There are no clear risk factors for developing ALCL. Some reports have suggested that Epstein-Barr virus (EBV) is important in the pathogenesis of ALCL. However, a recent series of 64 ALCL cases revealed no EBV-encoded RNA or immunohistochemistry evidence for EBV-latent membrane protein type 1.9 EBV may be aetiologically associated with ALCL, but in our case we have not tested for EBV infection.
ALCL occurs as two distinct clinical entities, a cutaneous and a systemic variant; systemic ALCL is generally very aggressive. The majority of patients present with stage III or IV disease and have systemic symptoms.10 Extranodal disease occurs in 40–60% of patients, with skin, bone, soft tissue and lung being common sites of involvement.11 This patient bears a unique presentation of diffuse lytic bony involvement with soft tissue swelling adjacent to the third and fourth ribs without any skin involvement.
In an adult with widespread lytic bone lesions, hypercalcaemia and deranged renal function that is not mediated by PTH, diagnostic testing for myeloma and metastatic cancer is the obvious strategy. But in this patient, this strategy seemed to fail, since all the tests, including normal bone marrow findings, normal results of protein electrophoresis and normal internal organ imaging, make the diagnosis of the above entity unlikely.
Mycobacterium, fungal and chronic salmonella infections can cause lytic bone lesions with lung involvement. However, the extensive nature of the bone lesions, the absence of prior fever and the temporal course of the illness make these highly unlikely explanations for the patient’s entire illness.
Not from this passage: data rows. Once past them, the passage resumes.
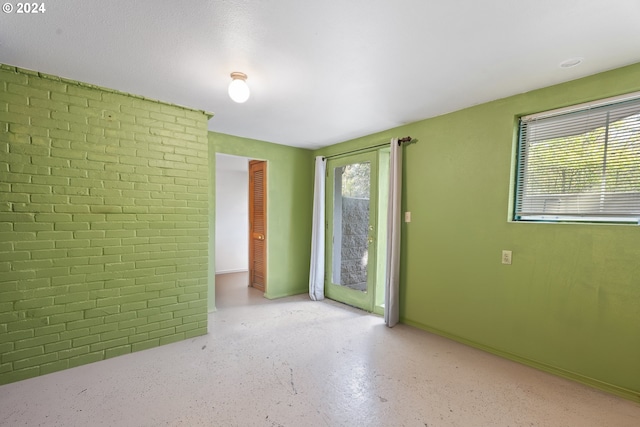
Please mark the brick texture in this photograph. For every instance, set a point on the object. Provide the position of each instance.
(103, 223)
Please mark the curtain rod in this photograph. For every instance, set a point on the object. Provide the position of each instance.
(400, 142)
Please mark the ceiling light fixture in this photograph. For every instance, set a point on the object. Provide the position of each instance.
(571, 62)
(238, 89)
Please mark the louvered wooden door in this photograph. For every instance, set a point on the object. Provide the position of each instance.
(257, 224)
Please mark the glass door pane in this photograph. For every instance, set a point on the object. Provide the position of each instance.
(351, 213)
(351, 225)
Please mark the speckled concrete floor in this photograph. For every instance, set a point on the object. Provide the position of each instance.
(293, 362)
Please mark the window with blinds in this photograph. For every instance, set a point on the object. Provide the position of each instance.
(580, 163)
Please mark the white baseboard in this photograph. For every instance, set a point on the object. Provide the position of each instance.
(242, 270)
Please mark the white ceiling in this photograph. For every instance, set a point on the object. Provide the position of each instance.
(322, 72)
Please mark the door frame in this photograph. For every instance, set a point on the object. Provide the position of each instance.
(361, 299)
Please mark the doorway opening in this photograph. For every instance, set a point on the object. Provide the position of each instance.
(233, 233)
(356, 203)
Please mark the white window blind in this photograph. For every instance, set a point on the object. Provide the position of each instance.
(580, 164)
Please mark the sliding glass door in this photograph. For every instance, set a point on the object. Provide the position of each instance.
(352, 206)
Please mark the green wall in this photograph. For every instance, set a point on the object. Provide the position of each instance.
(289, 205)
(103, 223)
(570, 302)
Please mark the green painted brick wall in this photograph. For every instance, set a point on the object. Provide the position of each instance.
(103, 223)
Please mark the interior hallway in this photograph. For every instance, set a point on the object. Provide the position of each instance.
(294, 362)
Diagnosis is established by typical morphology and immunohistochemistry. ALCL consists of large blastic cells with round or pleomorphic nuclei. About 60% of ALCLs express one or more T cell-associated antigens, such as CD3, CD43 or CD45RO, in which cytotoxic granule proteins are often present.12 In the presence of typical morphology, immunohistochemical detection of CD30 expression is particularly useful for the diagnosis of the lymphohistiocytic variant, which was observed in our patient.7
Although no large comparative studies have been published, most investigators reported that the response of ALCL to chemotherapy was good, ranging from 60% to 90%. The overall survival of localised disease is known to be good, especially in children. More advanced stages have a high relapse rate and their prognosis in comparison to that of other large-cell lymphomas is controversial.13–15
There were only two case series regarding osseous involvement in the ALCLs published to date. Nagasaka et al described six unusual cases of ALCL primarily presented as osteolytic bone lesions, with a predilection for the axial bones. Most (4/6) tumours were of null-cell lineage; all the cases tested were positive for granzyme B, and five of six have had relatively poor clinical outcome. Other findings also suggest that, unlike nodal ALCL, ALK-1 positivity is not a favourable prognostic feature for patients with primary bone ALCL. These findings further support the concept that the clinical behaviour and pathogenesis of ALCL may vary according to the involved anatomic sites.16
So in conclusion, ALCL is a rare but biologically well-characterised disorder with a wide spectrum of presentation. It may present with isolated osseous involvement. Recognition of a combination of symptoms including anaemia, renal failure and bone pain in the presence of normal bone marrow biopsy and serum electrophoresis should trigger aggressive clinical work up to rule out the possibility of lymphoma. A meticulous examination of early biopsies based on CT and MRI of deeply situated soft tissue or lymphnodes are recommended to yield an early diagnosis of ALCL.
Learning points.
Anaplastic T-cell lymphoma (ALCL) is a rare but biologically well-characterised disorder with a wide spectrum of presentation but may present with isolated osseous involvement.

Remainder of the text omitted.